Repatriating: Returning to the U.S. After Living Abroad
These Americans moved abroad, then returned.
Thinking of moving abroad? You’re not alone. According to a 2015 survey by TransferWise, a third of Americans have considered it. Living outside the country can be a challenge, but for those expats who spoke with Livability, it was still a worthwhile adventure.
For Kate Hash, moving to Italy had long been on her bucket list. But it seemed like a far-off dream until she and her husband, Rob, managed to leave their day jobs in Louisville, Ky. and turn their digital communications business into a full-time freelance enterprise. That meant as long as they had an Internet connection, they could now do their work from anywhere.
“We realized it was really good timing to do something we really wanted to do, which was move abroad,” Hash says.
How do you say 'hammer'?
In 2011, they took a trip to Florence, where Hash had studied for a time in college, to look for apartments. Three months later, they boarded a plane and started their new life. Hash successfully applied for Italian dual citizenship, which ensured that she and Rob could stay in the country legally for the long term.
In a lot of ways, life in Florence was just how they had dreamed it. Balancing work and life was more effortless than it had ever been in America. They quickly became immersed in the tightly knit expat community, and through those contacts made plenty of Italian friends, too. At first, their clients were mostly across the ocean, but soon enough, their business relationships became mostly Italian. Hash, meanwhile, started writing a blog about her family’s experiences as expats and amassed a loyal readership.
The going wasn’t always easy, however. The slowness of Italian bureaucracy made something as simple as getting their names on gas and electric bills a hassle. And then there were the sometimes-unexpected challenges that went along with being non-native Italian speakers.
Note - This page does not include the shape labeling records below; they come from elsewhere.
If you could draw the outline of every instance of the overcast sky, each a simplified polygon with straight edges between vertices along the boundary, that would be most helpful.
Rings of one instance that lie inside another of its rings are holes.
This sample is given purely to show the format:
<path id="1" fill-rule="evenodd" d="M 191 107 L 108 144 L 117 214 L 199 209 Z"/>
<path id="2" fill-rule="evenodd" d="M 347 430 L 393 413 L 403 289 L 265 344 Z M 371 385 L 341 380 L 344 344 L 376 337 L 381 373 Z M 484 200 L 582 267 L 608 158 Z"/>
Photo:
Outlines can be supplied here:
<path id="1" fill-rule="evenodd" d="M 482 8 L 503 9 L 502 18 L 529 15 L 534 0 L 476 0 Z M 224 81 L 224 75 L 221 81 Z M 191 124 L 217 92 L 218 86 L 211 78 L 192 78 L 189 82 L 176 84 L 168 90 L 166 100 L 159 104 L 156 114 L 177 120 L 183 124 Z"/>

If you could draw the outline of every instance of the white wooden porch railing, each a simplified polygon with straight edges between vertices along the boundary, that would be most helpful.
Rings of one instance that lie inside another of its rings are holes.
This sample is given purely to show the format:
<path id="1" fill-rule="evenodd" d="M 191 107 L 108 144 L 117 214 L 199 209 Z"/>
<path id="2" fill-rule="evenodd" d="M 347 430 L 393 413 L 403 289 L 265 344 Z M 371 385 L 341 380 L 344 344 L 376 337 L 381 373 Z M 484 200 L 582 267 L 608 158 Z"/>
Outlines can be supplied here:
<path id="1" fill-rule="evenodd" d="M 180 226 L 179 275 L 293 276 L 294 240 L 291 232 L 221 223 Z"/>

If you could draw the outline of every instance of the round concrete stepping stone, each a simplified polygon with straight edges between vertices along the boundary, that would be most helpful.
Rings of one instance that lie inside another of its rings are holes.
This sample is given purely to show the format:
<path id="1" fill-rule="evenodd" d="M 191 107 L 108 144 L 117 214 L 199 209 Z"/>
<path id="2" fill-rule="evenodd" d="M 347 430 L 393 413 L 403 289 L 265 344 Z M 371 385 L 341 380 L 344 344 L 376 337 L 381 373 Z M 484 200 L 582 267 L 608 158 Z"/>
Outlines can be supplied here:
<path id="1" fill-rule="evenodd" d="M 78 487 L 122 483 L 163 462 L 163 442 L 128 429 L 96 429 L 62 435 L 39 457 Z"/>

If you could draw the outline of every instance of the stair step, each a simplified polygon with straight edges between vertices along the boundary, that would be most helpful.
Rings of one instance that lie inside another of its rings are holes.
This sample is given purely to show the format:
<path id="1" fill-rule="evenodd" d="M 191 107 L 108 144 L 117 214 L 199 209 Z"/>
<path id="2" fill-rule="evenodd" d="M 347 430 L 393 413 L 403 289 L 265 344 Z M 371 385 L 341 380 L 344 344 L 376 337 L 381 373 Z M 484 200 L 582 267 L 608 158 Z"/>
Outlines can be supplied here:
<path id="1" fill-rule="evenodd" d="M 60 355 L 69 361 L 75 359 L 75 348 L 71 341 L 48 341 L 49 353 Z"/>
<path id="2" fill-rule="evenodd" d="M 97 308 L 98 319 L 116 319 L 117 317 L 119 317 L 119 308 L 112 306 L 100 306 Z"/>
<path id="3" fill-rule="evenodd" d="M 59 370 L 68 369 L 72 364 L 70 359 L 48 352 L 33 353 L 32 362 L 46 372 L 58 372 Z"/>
“There are days, weeks, months when you’re feeling really great about your language skills and then you find yourself in a situation where it’s brand new. I remember I walked into a hardware store and I didn’t know the word for ‘hammer’ or ‘nail,’” Hash says.
Initially, the pair thought they might stay in Florence for a year. But after a year and a half in the city, Hash’s daughter Livia was born, and happy with the “nurturing environment” the community provided, they ended up staying in Florence past Livia’s first birthday. Eventually, the desire to introduce their daughter to their families drew them back to the United States in 2014.
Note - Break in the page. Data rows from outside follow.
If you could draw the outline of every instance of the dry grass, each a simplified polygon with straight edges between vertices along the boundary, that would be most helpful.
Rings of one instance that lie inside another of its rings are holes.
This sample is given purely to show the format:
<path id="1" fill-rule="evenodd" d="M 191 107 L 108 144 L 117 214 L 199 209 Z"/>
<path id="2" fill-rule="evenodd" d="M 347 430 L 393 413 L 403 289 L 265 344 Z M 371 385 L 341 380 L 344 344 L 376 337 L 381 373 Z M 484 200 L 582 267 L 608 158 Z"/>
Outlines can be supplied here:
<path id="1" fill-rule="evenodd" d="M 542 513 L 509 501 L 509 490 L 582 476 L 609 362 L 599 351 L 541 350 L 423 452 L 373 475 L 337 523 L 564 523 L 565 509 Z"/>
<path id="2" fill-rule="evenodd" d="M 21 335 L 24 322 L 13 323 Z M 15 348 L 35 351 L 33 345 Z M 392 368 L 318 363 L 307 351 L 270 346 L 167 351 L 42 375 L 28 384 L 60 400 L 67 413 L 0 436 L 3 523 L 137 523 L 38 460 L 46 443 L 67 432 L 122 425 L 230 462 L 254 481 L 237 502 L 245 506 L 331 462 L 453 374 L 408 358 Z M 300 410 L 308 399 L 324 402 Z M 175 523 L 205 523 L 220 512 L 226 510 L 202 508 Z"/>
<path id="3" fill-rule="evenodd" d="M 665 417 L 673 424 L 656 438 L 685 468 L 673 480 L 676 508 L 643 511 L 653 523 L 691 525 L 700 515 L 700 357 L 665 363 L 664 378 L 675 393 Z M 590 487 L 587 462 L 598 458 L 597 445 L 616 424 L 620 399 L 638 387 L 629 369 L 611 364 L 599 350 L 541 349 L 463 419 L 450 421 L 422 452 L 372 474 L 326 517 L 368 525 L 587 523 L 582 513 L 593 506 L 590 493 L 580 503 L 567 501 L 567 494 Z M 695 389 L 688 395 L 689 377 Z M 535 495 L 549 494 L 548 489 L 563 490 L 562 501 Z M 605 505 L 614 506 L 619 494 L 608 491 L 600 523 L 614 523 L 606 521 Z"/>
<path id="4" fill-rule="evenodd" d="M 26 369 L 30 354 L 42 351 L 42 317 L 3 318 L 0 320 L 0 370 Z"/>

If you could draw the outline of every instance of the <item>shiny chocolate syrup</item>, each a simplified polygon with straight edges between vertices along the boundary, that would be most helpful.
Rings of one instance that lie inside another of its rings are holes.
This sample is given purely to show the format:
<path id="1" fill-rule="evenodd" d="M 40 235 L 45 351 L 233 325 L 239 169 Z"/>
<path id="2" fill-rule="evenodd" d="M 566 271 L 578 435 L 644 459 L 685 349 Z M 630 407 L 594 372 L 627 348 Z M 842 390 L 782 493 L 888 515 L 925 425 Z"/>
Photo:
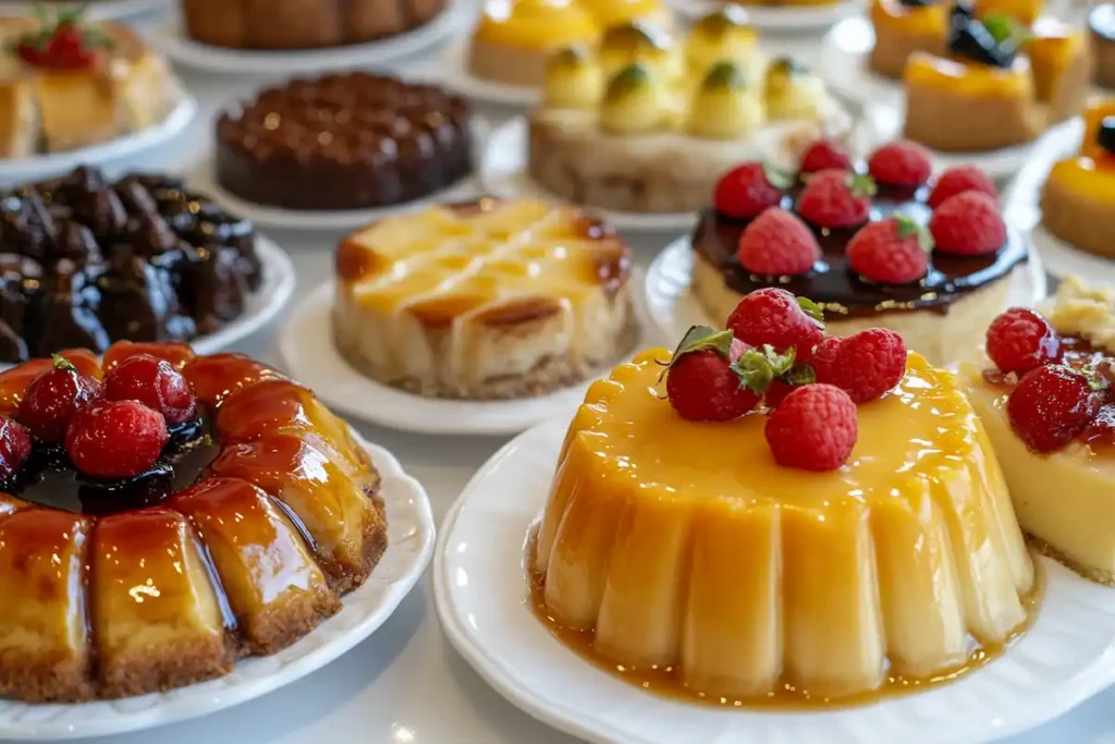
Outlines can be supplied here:
<path id="1" fill-rule="evenodd" d="M 784 197 L 783 209 L 792 210 L 798 193 L 801 189 Z M 901 212 L 918 224 L 928 225 L 932 216 L 925 203 L 928 197 L 928 187 L 912 191 L 880 186 L 872 200 L 871 219 L 880 220 Z M 1007 243 L 991 255 L 946 255 L 934 251 L 929 272 L 921 280 L 910 284 L 881 284 L 860 277 L 845 258 L 847 244 L 859 228 L 827 230 L 811 225 L 822 253 L 813 271 L 796 277 L 760 277 L 747 271 L 736 259 L 739 236 L 748 223 L 749 220 L 729 218 L 715 209 L 705 210 L 694 232 L 694 249 L 720 271 L 730 289 L 740 294 L 763 287 L 780 287 L 817 302 L 833 318 L 909 310 L 933 310 L 943 315 L 949 305 L 964 293 L 1006 277 L 1028 260 L 1026 244 L 1011 231 L 1007 234 Z"/>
“It is just as important to do a lot of planning coming back as it is going over. We did a lot of work deciding where to move, when to move, when [my husband] was going to go back to school and when was I going back to work,” Hash says.
Rather than return to Lousville, the couple decided to relocate to Chapel Hill, N.C., where Hash got a job at the University of North Carolina and her husband entered law school. Hash says it’s a great place to raise a family and pursue a career.
While they don’t have any plans to move back to Florence any time soon, the couple visited for a wedding in fall 2015, and Hash says the city will always feel like a home away from home.
“We hope Florence is a place we can go back to once a year and keep it a part of our lives,” she says.
Much like Hash, Megan DeAngelo left the United States for Florence unsure of what would await her. She’d graduated from Western New England University in May, and flew from Massachusetts on New Year’s Day in 2008 to live with three friends. Her only certain objective was to somehow come up with rent for the next six months, while her tourist visa was still valid.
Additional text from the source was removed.